Just to the left of a 2 m climb down in the rift, the bedding can be entered for a few metres, and a 2 m climb up and over a lip brings one to a short passage which emerges at the base of the high aven below Bridge Hall. This is Leakey's Way. After the 2 m climb down, Whitehall enlarges even further, and then suddenly closes down and the rift tapers to a point above a junction in a wide bedding plane. There are a couple of holes in the floor, one choked with rubble and connecting with another in which a stream sinks under a thick false floor. A small rift in the roof rises about 4 m before becoming too tight. Left is a wide bedding with a small vadose canyon in the floor and formations here and there. The height increases gradually, and on the left a gravelly crawl goes some way before becoming too low. Beyond, a 2 m climb down into a pool is accomplished by sliding down a cleft. Descending over large boulders brings one to the head of the 30 m pitch (Point D). From the pool, a small vadose trench burrows down left and again emerges behind the head of the pitch. A crawl goes right to the Major Series.

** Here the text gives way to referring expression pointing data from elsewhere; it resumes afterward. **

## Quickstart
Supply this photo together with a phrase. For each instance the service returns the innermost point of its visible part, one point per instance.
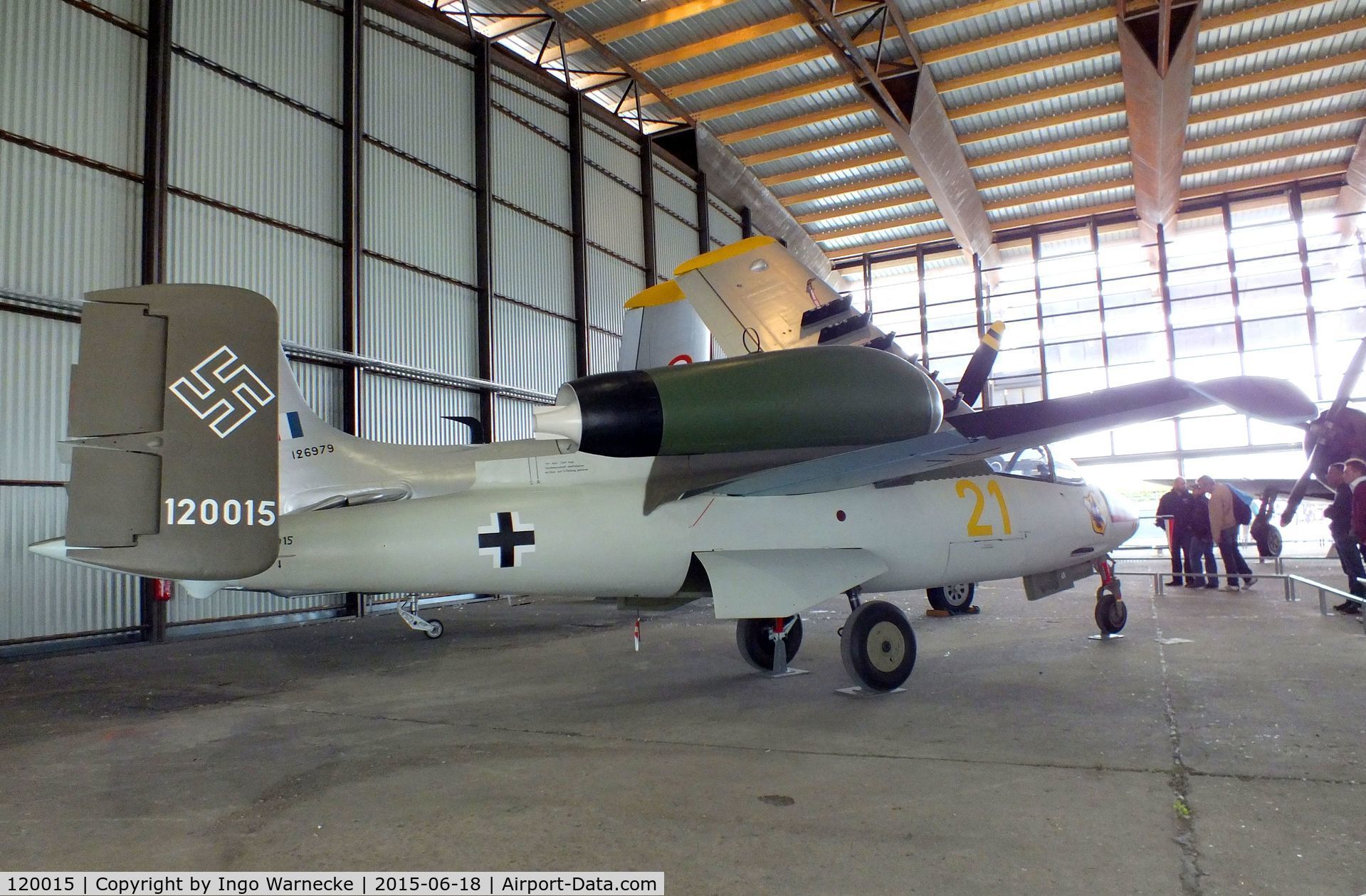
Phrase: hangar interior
(451, 201)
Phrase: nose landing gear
(1111, 612)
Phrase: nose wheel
(1111, 611)
(760, 640)
(952, 599)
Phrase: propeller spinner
(1333, 436)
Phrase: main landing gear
(876, 643)
(409, 611)
(1111, 611)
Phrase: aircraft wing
(756, 297)
(1281, 487)
(1014, 426)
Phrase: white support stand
(780, 668)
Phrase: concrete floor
(1024, 759)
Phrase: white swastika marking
(223, 389)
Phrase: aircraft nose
(1123, 517)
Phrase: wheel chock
(862, 692)
(942, 613)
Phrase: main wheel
(952, 599)
(1111, 612)
(752, 637)
(878, 646)
(1269, 542)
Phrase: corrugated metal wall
(254, 169)
(254, 132)
(675, 218)
(71, 83)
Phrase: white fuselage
(575, 525)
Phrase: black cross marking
(505, 540)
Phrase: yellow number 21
(976, 527)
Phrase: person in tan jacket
(1223, 524)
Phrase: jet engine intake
(804, 398)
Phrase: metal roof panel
(1079, 182)
(1081, 201)
(1265, 169)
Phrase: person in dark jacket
(1339, 515)
(1174, 518)
(1202, 544)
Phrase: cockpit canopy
(1041, 463)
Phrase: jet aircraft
(813, 460)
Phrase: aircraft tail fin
(174, 470)
(661, 331)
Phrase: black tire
(752, 637)
(952, 599)
(877, 646)
(1269, 545)
(1111, 612)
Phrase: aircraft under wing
(755, 297)
(1014, 426)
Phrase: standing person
(1174, 517)
(1201, 549)
(1340, 527)
(1223, 524)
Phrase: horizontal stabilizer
(175, 465)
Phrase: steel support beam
(353, 239)
(704, 216)
(581, 236)
(156, 142)
(1351, 201)
(1306, 280)
(484, 224)
(652, 265)
(156, 129)
(353, 133)
(1157, 58)
(909, 107)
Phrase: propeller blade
(1265, 398)
(1349, 384)
(1297, 493)
(974, 379)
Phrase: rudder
(175, 465)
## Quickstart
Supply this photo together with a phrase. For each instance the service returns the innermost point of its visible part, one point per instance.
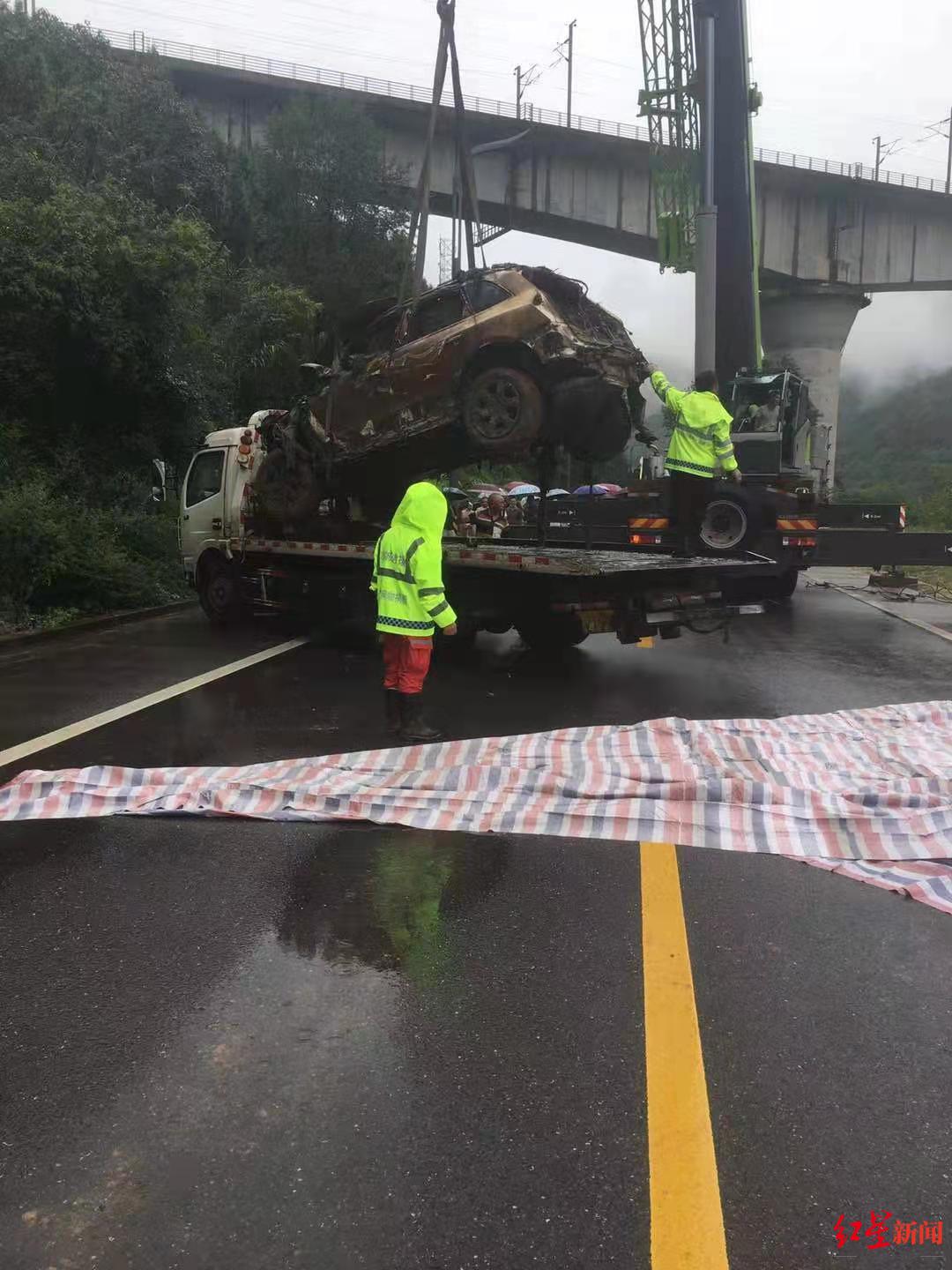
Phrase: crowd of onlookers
(490, 512)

From the junction at the bottom end of Whitehall, following the stream up takes one into a very wide bedding plane, the stream having cut a slight trench on the left hand side. The stream bends to the left and then right, the walls having closed in, and there is evidence of a false floor all the way along this passage. On the right a squeeze leads to a small blind chamber, about a metre high, with worm casts in the mud and many long straws. Some bones are visible buried in the mud. Still continuing upstream a little aven is reached with a pool undercutting the walls all round. The water enters from a high, very narrow haded rift in the far wall, passable (by thin cavers only) for a few metres in the upper half.

Back at the wide bedding plane, on the right (facing upstream) a crack in the roof runs dead straight through a vast open bedding which becomes muddier and muddier as you near the far side. Eventually you slide into a glutinous mud pool beneath a small aven very similar to the one described in the previous paragraph. A small mud-coated stream passage enters in the far wall about 2 m up, but is impassable.

On the way back a detour to the left enters a squeeze over rocks into a 4 m high chamber, from which a tight passage leaves 3 m up at the far end. This passage eventually emerges via the 2 m climb through boulders near the upper end of Whitehall. There are voice connections between this chamber and lower down in the rift - in fact the whole area seems to be one big mass of boulders.